With this time model, we offer two ticket/code attribution methods that show up in various reports:
As part of the time model, minware translates the 7 calendar days each week into 5 business days.
It does this by first dynamically building a schedule for each person based on the hours of the day they are most active derived from commit activity. Each hour of the day gets a percentage weight so that a 24-hour period adds up to one. However, if someone strictly works 9-5, then a time period 9-5 will equal a whole day, as the weights for other hours in the day will be zero. If they work evenly 9-5, then half that interval (e.g., 1-5) would equal half of a day.
The time model then considers how active people are on weekends vs. weekdays to assign percentage weights to days such that the percentage weights for each of the 7 days in the week add up to 5 to represent 5 business days. If someone typically works quarter days on Saturday and Sunday, then a time interval on the weekend would equal one quarter of the business days of the same interval during the week.
This model assumes that each person works a 5-day full-time week.
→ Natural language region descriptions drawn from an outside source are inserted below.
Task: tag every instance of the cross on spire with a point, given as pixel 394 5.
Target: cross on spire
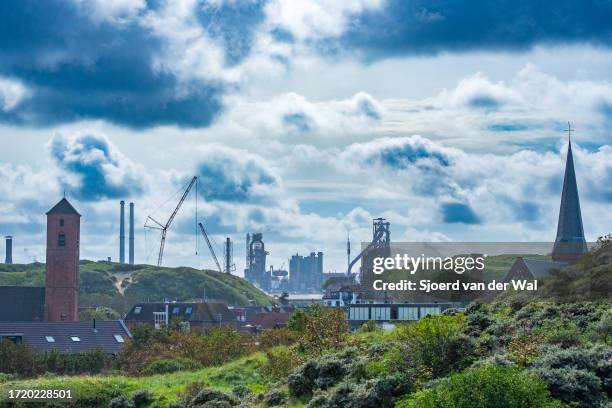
pixel 569 131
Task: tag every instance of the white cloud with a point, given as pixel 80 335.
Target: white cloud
pixel 12 93
pixel 115 11
pixel 316 19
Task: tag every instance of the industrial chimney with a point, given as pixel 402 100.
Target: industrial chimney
pixel 122 233
pixel 131 241
pixel 9 250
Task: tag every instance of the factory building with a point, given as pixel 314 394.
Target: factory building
pixel 306 273
pixel 8 258
pixel 122 233
pixel 255 271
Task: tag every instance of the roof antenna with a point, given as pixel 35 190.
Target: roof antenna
pixel 569 132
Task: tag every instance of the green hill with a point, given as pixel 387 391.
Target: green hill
pixel 119 286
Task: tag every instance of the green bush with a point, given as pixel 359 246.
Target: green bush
pixel 301 381
pixel 436 344
pixel 280 362
pixel 142 398
pixel 484 387
pixel 274 398
pixel 572 385
pixel 577 374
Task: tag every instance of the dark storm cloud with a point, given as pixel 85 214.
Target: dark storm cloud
pixel 234 23
pixel 76 68
pixel 459 213
pixel 429 27
pixel 99 171
pixel 228 176
pixel 298 121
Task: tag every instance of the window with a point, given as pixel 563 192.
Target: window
pixel 430 310
pixel 159 319
pixel 359 313
pixel 408 313
pixel 380 313
pixel 15 338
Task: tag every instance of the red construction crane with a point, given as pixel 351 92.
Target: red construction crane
pixel 212 252
pixel 164 227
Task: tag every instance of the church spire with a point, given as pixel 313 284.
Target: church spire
pixel 569 243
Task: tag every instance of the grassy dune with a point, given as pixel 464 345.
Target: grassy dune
pixel 120 286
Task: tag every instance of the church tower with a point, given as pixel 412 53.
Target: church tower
pixel 570 244
pixel 62 265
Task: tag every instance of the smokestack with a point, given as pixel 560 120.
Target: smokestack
pixel 9 250
pixel 122 233
pixel 228 255
pixel 131 241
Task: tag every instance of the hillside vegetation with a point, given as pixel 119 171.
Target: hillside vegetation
pixel 119 286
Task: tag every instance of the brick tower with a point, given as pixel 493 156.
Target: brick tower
pixel 62 266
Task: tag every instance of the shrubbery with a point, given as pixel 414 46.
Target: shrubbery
pixel 485 387
pixel 280 362
pixel 211 347
pixel 435 345
pixel 580 375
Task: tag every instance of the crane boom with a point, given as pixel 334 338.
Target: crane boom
pixel 212 252
pixel 164 227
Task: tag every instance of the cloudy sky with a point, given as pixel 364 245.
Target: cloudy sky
pixel 303 120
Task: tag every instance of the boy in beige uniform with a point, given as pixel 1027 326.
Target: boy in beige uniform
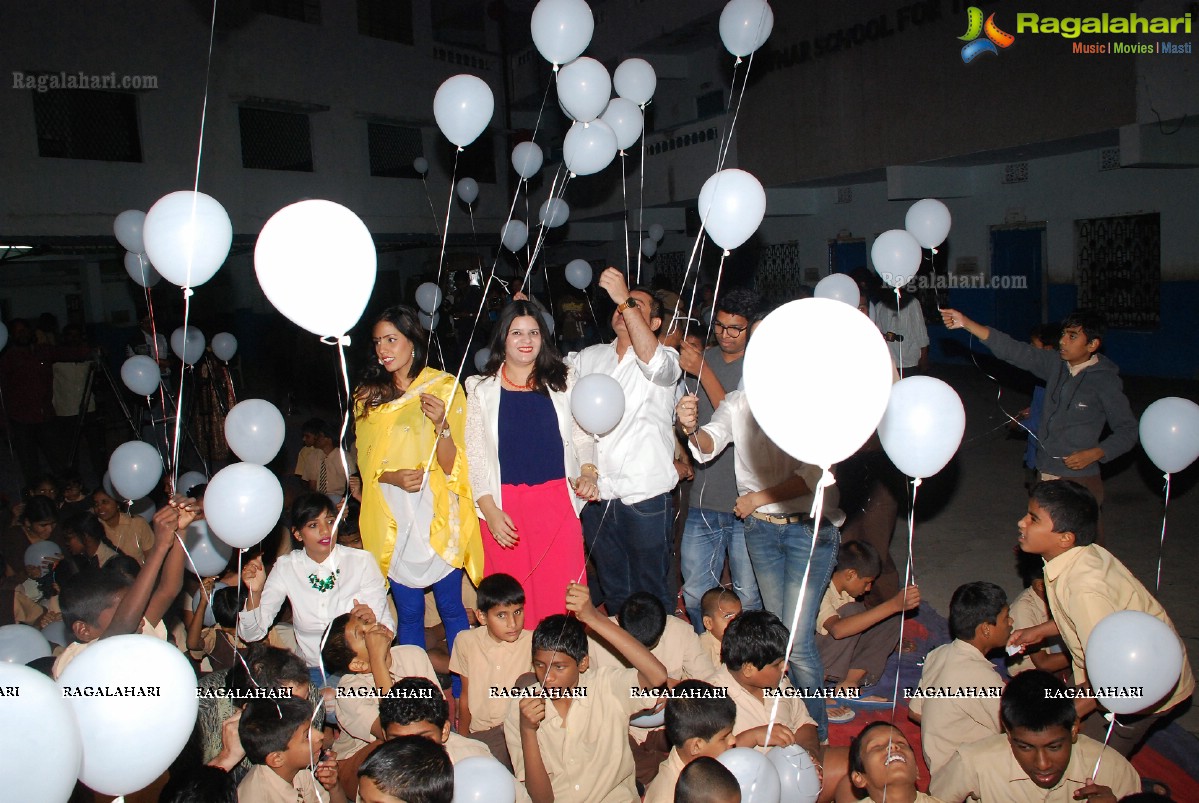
pixel 958 698
pixel 1041 758
pixel 573 748
pixel 1085 583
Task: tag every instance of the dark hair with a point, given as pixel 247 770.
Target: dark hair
pixel 337 654
pixel 411 768
pixel 704 780
pixel 499 590
pixel 1091 321
pixel 743 302
pixel 757 638
pixel 88 595
pixel 414 700
pixel 644 617
pixel 702 716
pixel 548 370
pixel 1071 506
pixel 1036 701
pixel 561 633
pixel 267 725
pixel 860 556
pixel 377 386
pixel 974 604
pixel 712 597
If people work a different number of days, their time will be scaled to 5 business days per week.
After applying this weighting conversion, we arrive at Dev Days and Assignee Days values, which add up to 5 per week if the person is fully active.
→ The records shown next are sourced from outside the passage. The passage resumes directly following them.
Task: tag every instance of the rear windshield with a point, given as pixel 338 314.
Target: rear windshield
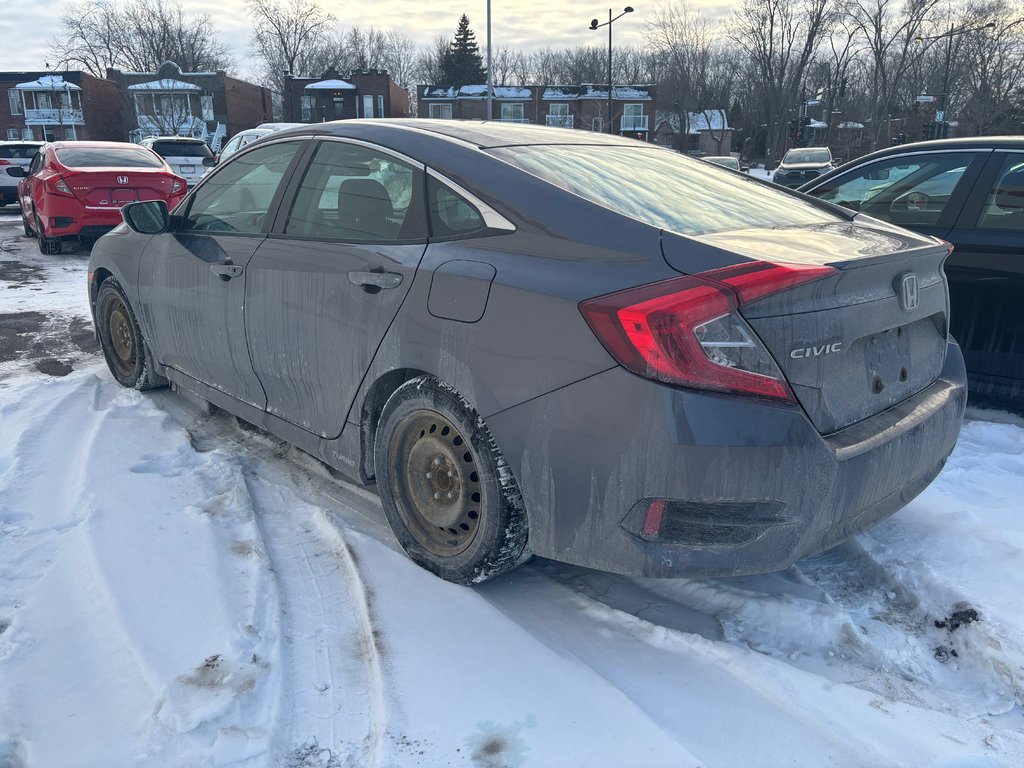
pixel 807 156
pixel 181 150
pixel 108 157
pixel 664 188
pixel 18 152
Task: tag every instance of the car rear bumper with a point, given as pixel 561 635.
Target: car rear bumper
pixel 750 485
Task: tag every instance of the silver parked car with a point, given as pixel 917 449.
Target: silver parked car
pixel 529 340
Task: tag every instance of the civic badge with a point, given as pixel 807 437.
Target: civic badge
pixel 907 291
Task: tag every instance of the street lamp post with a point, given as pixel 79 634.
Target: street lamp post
pixel 595 26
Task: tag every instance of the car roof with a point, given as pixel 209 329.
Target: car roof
pixel 484 134
pixel 183 139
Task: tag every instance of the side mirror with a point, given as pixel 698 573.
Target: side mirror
pixel 147 216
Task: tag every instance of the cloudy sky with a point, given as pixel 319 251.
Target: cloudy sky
pixel 518 24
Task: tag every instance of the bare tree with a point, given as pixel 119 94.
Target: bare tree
pixel 137 35
pixel 292 36
pixel 781 38
pixel 888 29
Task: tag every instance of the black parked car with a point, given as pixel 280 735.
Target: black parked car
pixel 549 341
pixel 971 193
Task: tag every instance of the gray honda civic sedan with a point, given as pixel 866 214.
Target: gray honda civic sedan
pixel 544 341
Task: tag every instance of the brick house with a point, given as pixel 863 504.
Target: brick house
pixel 583 107
pixel 363 93
pixel 211 105
pixel 58 105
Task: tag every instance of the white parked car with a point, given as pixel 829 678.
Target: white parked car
pixel 14 155
pixel 189 158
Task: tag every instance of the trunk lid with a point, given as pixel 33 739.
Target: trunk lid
pixel 860 340
pixel 113 187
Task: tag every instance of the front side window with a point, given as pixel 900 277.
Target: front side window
pixel 440 112
pixel 911 189
pixel 355 194
pixel 238 197
pixel 665 188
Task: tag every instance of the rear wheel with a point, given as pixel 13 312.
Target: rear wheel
pixel 444 485
pixel 47 246
pixel 121 340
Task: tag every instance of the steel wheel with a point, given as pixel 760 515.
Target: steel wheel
pixel 123 342
pixel 445 486
pixel 437 482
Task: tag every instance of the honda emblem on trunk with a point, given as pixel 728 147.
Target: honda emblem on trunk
pixel 908 297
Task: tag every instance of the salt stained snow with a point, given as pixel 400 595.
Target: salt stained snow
pixel 178 590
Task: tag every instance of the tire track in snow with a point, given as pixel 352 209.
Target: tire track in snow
pixel 330 648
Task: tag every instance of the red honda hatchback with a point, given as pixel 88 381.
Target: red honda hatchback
pixel 75 189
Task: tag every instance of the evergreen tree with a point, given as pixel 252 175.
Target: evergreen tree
pixel 462 64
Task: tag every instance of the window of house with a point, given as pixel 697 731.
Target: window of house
pixel 354 194
pixel 308 104
pixel 440 112
pixel 513 113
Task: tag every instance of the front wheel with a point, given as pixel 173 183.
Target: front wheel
pixel 121 339
pixel 445 487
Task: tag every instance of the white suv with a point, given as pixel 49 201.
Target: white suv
pixel 189 158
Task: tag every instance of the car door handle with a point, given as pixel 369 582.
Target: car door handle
pixel 225 271
pixel 370 281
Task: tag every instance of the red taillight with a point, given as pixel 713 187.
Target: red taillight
pixel 686 331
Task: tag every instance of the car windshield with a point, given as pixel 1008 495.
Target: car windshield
pixel 807 156
pixel 664 188
pixel 108 157
pixel 181 150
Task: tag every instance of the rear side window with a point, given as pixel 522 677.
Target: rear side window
pixel 665 188
pixel 18 152
pixel 1005 206
pixel 103 157
pixel 238 198
pixel 909 189
pixel 181 150
pixel 355 194
pixel 450 214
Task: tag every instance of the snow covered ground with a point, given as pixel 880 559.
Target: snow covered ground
pixel 177 589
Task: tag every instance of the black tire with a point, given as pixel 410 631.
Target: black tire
pixel 445 487
pixel 121 339
pixel 47 246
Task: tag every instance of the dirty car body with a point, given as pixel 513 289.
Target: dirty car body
pixel 714 388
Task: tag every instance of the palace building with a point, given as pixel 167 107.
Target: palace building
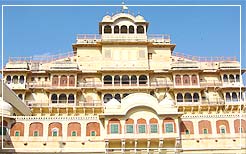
pixel 123 91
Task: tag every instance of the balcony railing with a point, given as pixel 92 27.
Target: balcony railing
pixel 204 59
pixel 201 102
pixel 63 103
pixel 41 59
pixel 38 84
pixel 210 83
pixel 93 38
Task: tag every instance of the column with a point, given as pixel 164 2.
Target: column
pixel 122 123
pixel 59 78
pixel 214 129
pixel 231 126
pixel 177 120
pixel 26 130
pixel 113 81
pixel 45 130
pixel 196 128
pixel 64 131
pixel 137 80
pixel 190 76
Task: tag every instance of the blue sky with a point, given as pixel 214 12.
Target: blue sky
pixel 199 31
minware’s dev work time model attributes time to commits by allocating the time between two commits to the commit that follows. For example, if commit B happens four hours after commit A, then those four hours of time will be attributed to commit A. This can be seen in the following illustration:
minware also excludes meetings when linking time to commits. So, in the previous example, if there was a 1-hour meeting in the middle of that 4-hour interval, then only 3 hours would go to the commit, and the hour for the meeting would not be counted.
minware also limits the time it allocates to each commit at up to one business day, with the assumption (which has been validated in large-scale testing) that developers generally commit their work at the end of each day, which is a generally accepted best practice. If specific developers are not doing this, then their time may be under-counted.
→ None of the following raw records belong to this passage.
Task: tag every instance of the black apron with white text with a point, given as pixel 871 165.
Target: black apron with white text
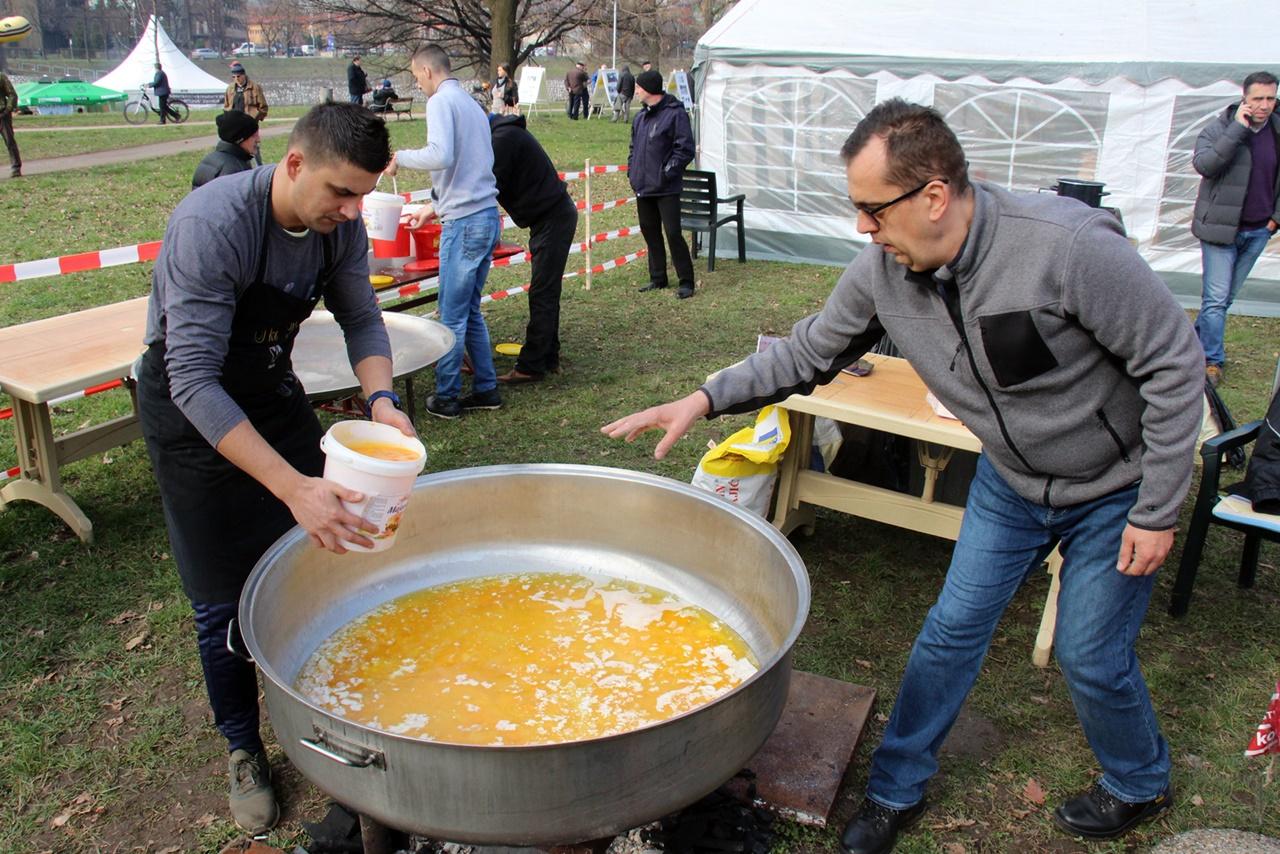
pixel 220 520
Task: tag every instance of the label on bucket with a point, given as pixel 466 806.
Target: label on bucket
pixel 382 515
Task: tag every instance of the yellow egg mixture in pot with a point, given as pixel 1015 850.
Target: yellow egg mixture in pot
pixel 529 658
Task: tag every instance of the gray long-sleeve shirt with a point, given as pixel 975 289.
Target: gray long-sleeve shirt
pixel 209 259
pixel 1066 356
pixel 458 154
For meeting time, time that does not fall within one business day of a commit, or time linked to a commit without a ticket, the assignee work time model falls back on the most likely ticket that the person was working on during that interval.
The most likely ticket matching uses a few different heuristics to attribute time intervals to tickets:
If a person has an out-of-office event on their calendar, then the assignee work time model will not attribute that time to any ticket (assuming there are no commits while out-of-office, which are counted) and consider it untraceable.
Otherwise, 100% of people’s time will be allocated in this model unless they have been completely inactive for more than 7 days.
The assignee work time model further uses a computed start date, and a computed end date for people who have left the organization (no activity for 30 days), and not count any time before or after a person’s employment.
minware properly handles squashes, rebases, and delayed pushes, so we will see any commits that the server (e.g., GitHub) eventually sees and factor those into the time model. If a commit is pushed at a later time than it is made, then the reports will backfill the activity.
The only time when minware cannot see commits is if they are squashed or rebased locally and never pushed to the server, which is generally a bad practice because it loses some of the change history
The custom report has both dev and assignee work time fields. The dev and assignee business day metrics are available as Dev Work Days and Assignee Work Days.
The custom report also offers Dev Work Months and Assignee Work Months, which represent the portion of Dev Work Days and Assignee Work Days divided by the total number of business days in the current month, respectively. This is useful for accounting when multiplying this value by a monthly salary cost, as different months will have different numbers of business days.
The custom report further includes Dev Calendar Days and Assignee Calendar Days, which use the dev work time and assignee work time model, but do not apply the conversion from wall clock time to business days, so there will be 7 days in a week and weekend/overnight time will count the same as time during the work day.
Additionally, the custom report has Logged Days, which is based on actual time logged in the ticket tracking system divided by 8 hours. This field does not use any weighting or time model, but can be helpful for comparing time log data if it exists to the time model outputs.
The sprint stats report offers Dev Days, All Days, and Logged Days, which are exactly equivalent to Dev Work Days, Assignee Work Days, and Logged Days described above for the custom report.
The time allocation report uses the assignee work time model, which allocates all traceable time (only excluding vacations and extended periods with no ticket activity) to a ticket. Time that is not spent actively coding is represented in different ways depending on the report mode:
The scorecard report displays all of its time-based metrics in terms of dev work time. The exception is if you do not have a version control system hooked up as a data source, in which case it falls back on assignee work time.
All other minware reports use the dev work time model when displaying dev days, and may show time between active work intervals as “non-coding time.”